He was fascinated by the Welsh, whom he listed, along with walking and gardening, as one of his three recreations in Who’s Who, something that alarmed those few Welshmen he actually met. One of them, the political columnist Alan Watkins, who had been sturdily on the run from his race for most of his working life, said of him, ‘He’s mad, the man’s quite mad.’
The journalist Peter Simple, who wrote a column for almost 50 years in the Daily Telegraph and the centenary of whose birth is on 19 April, was almost as fascinated by the Tibetans, a people, he told me, who had forever solved the problems of political philosophy by reducing the subject to two propositions, ‘It is the custom’ or ‘It is not the custom’. That he managed to find himself loose, and employed, in the 20th century, which he survived by dying in 2006, is one of the mysteries of our time.
Kingsley Amis called him ‘The Master’ and kept his collected columns in his own holy of holies between books on drink and those on literary criticism.

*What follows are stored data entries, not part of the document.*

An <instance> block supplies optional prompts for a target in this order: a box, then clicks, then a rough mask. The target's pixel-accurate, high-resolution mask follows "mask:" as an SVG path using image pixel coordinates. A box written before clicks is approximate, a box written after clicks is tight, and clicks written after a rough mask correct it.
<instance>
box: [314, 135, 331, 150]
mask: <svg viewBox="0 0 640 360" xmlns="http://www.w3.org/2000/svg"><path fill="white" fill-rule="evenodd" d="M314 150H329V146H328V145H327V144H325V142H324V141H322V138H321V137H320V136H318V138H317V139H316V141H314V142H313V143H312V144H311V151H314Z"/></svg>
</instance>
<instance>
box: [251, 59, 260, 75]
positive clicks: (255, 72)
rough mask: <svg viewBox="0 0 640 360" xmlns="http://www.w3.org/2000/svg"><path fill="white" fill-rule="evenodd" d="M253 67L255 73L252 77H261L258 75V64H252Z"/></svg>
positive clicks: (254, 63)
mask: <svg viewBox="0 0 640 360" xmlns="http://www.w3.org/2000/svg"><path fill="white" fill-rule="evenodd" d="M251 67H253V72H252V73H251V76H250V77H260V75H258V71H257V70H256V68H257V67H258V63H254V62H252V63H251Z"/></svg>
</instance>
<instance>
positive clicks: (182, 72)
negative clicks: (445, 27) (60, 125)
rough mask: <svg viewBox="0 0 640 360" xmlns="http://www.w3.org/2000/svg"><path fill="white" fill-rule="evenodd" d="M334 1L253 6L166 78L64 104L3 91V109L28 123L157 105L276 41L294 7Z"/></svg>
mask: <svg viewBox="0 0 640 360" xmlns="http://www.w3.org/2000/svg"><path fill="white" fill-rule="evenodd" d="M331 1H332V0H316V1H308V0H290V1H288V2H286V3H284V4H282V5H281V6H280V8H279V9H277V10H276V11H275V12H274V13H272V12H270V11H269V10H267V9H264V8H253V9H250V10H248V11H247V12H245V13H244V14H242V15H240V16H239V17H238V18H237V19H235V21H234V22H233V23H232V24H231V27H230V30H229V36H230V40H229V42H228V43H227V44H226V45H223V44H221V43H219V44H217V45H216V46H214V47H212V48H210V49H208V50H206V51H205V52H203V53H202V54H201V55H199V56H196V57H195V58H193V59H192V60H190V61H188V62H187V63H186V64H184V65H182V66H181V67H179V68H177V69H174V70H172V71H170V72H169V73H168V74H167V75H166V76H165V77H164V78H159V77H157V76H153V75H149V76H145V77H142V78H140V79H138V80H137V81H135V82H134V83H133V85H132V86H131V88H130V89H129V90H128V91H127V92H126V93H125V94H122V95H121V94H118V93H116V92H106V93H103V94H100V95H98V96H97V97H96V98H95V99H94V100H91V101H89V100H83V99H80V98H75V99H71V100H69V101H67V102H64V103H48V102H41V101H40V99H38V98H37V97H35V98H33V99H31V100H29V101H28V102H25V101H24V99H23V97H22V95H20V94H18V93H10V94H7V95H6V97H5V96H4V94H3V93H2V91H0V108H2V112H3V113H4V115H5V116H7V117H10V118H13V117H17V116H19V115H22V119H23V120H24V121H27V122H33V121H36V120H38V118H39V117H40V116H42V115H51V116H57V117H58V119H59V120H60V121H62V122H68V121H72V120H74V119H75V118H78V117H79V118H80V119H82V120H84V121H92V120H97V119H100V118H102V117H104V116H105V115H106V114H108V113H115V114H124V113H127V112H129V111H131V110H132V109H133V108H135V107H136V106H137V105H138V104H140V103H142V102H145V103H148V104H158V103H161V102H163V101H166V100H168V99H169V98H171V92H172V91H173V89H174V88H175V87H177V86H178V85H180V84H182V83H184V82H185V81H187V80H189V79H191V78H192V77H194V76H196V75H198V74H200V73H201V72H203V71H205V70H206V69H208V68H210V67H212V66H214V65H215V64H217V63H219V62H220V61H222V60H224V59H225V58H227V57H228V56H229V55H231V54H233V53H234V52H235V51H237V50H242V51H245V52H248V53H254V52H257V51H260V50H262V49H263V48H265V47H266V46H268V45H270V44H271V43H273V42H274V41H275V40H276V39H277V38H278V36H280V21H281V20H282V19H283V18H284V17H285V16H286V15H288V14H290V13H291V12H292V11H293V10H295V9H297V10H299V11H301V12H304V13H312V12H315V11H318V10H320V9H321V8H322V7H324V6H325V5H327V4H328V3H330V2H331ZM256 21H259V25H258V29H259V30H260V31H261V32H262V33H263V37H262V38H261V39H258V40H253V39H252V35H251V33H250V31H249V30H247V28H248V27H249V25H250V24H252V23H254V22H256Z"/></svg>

Anthony Howard thought him ‘one of the few original British eccentrics left to us’, and Frank Johnson, ‘the greatest living journalist’. It is just that all these are no longer with us, and who now remembers Peter Simple and the column in which fact mingled with fantasy, confusing even further those Telegraph readers who heroically tried to disentangle the two in the paper?
He provided them with glimpses of himself as his great car with outriders glided through the traffic, or paused to allow him to eat his seven meals a day every day, or answer telephones ‘embarrassingly inlaid with gold and lapis lazuli’.